En France, les moins de 6 ans toujours bombardés de médicaments
Dans un communiqué en date du 12 juillet, l’INSERM tire la sonnette d’alarme sur un phénomène sanitaire inquiétant : la sur-prescription médicamenteuse aux moins de 18 ans, et tout particulièrement aux moins de 6 ans.
On savait déjà, depuis une étude nationale menée en 2011, que la France avait la fréquence de prescription de médicaments pédiatriques la plus élevée au monde. Mais aussi qu’en raison de leur immaturité, les enfants les plus jeunes sont particulièrement vulnérables aux effets indésirables à court et à long terme des médicaments.
Deux équipes de chercheurs, pour comparer deux périodes
C’est sur ces deux bases que sont partis des chercheurs de l’Inserm et enseignants-chercheurs d’Université de Paris au Centre de Recherche en Épidémiologie et Statistiques (CRESS), avec d’autres de l’université de Versailles Saint-Quentin-en-Yvelines / Université Paris-Saclay et de l’AP-HP (groupement d’intérêt scientifique Epi-Phare). Leur objectif ? Quantifier les prescriptions médicamenteuses pédiatriques en pédiatrie ambulatoire en France. Et étudier leur évolution entre 2010 et 2019, grâce aux données fournies par le Système national de données de santé. Une étude publiée dans le numéro d’août de la revue The Lancet Regional Health Europe.
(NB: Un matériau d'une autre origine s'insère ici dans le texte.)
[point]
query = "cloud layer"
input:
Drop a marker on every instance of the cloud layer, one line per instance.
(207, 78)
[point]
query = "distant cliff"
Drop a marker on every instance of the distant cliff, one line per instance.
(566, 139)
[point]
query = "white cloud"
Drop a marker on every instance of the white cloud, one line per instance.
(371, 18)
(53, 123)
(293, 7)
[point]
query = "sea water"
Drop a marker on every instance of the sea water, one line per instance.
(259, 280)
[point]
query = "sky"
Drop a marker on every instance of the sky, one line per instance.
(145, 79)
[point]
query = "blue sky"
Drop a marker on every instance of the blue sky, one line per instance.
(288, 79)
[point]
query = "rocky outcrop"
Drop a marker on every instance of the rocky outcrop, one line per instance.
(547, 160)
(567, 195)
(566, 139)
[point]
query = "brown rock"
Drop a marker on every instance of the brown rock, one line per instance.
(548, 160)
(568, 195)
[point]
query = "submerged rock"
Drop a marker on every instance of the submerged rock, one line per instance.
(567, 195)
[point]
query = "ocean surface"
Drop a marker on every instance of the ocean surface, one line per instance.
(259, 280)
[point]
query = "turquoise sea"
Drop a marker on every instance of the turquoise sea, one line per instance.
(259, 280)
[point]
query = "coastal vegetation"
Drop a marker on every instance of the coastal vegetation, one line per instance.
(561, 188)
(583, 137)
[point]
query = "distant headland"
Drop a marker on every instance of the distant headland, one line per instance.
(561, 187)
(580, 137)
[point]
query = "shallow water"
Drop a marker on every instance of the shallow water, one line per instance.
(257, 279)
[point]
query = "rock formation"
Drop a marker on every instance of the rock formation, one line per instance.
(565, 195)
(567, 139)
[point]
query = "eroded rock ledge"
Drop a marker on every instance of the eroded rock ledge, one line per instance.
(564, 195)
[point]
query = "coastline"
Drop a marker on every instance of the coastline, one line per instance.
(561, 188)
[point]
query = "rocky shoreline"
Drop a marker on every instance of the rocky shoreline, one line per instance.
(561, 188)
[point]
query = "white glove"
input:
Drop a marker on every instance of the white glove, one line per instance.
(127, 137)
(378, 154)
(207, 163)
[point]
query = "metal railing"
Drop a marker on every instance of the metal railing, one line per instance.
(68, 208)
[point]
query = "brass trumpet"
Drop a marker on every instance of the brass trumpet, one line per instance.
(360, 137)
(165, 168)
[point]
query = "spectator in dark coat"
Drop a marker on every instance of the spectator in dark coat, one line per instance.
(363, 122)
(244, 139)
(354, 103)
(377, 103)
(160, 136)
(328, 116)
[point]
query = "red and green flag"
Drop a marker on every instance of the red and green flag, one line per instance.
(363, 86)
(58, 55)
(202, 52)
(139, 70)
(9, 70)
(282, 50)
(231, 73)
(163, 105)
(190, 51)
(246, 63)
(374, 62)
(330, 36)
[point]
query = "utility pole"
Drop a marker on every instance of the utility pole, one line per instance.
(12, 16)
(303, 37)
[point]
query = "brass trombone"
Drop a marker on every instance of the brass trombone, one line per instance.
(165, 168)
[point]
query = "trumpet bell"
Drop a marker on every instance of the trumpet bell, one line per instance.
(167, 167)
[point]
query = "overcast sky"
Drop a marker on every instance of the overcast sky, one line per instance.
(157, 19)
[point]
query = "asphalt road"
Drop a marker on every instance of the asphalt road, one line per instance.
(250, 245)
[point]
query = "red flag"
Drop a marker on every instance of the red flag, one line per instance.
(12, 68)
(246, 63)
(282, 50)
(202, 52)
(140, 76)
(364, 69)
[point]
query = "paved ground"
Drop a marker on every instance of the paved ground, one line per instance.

97 % des moins de 6 ans exposés aux médicaments en 2018-2019
Depuis 2011, de nouvelles recommandations ont été émises sur le bon usage de certains médicaments et des politiques de déremboursement instaurées. Ce qui devait logiquement conduire à un usage plus raisonné de ces prescriptions. Ce qui n’a pas été le cas, loin s’en faut. L’étude révèle que sur la période récente (2018-2019), en moyenne, 86 % des moins de 18 ans ont été exposés à au moins une prescription médicamenteuse au cours d’une année. Soit une augmentation de 4 % par rapport à 2010-2011. Un taux qui grimpe à 97 % pour les moins de six ans, la catégorie la plus exposée aux médicaments. Les classes thérapeutiques les plus prescrites sur la période ? Les analgésiques (64 %), les antibiotiques (40 %), les corticoïdes par voie nasale (33 %), la vitamine D (30 %), les anti-inflammatoires non stéroïdiens (24 %), les antihistaminiques (25 %) et les corticoïdes par voie orale (21 %).
Prescription massive d’antibiotique et de corticoïdes oraux
« Une diminution de 12 % de la fréquence de prescriptions d’antibiotiques sur les dix dernières années a été relevée dans notre étude, mais cela reste insuffisant, car plus d’un enfant de moins de 6 ans sur deux a reçu une prescription d’antibiotique dans l’année », explique le Dr Marion Taine, co-auteure de l’étude. Une fréquence, par exemple, 5 fois supérieure à celle observée aux Pays-Bas. Ce qui est grave si l’on considère que la prescription inadaptée d’antibiotiques augmente les résistances bactériennes.
Par ailleurs, l’étude révèle qu’un enfant de moins de 6 ans sur trois a reçu une prescription de corticoïdes oraux au cours de l’année 2018-2019. Un niveau qui reste stable depuis 2010-2011, mais entre 5 et 20 fois plus élevées que celui observé pour des enfants américains et norvégiens. Qu’importent les effets indésirables connus de cette classe thérapeutique. Enfin, 2 % des bébés de moins de 6 semaines ont reçu une prescription d’inhibiteurs de la pompe à proton – des médicaments recommandés uniquement pour les complications du reflux gastro-œsophagien acide – en 2018-2019, et ce, « bien que la fréquence des affections pour lesquelles ce traitement est recommandé est bien inférieur à cet âge », explique Marion Taine.
Mieux cibler les futures campagnes de prévention
Comment expliquer ces chiffres ? Pour les chercheurs, il existerait un rapport plus conscient chez nos voisins étrangers de la balance bénéfice-risque des médicaments. « Ces résultats préoccupants nécessitent des analyses détaillées pour mieux cibler les futures campagnes de formation pour optimiser l’usage des médicaments en pédiatrie. Une meilleure information de la population et des prescripteurs vis à vis de l’usage des médicaments chez l’enfant est indispensable », conclut Marion Taine.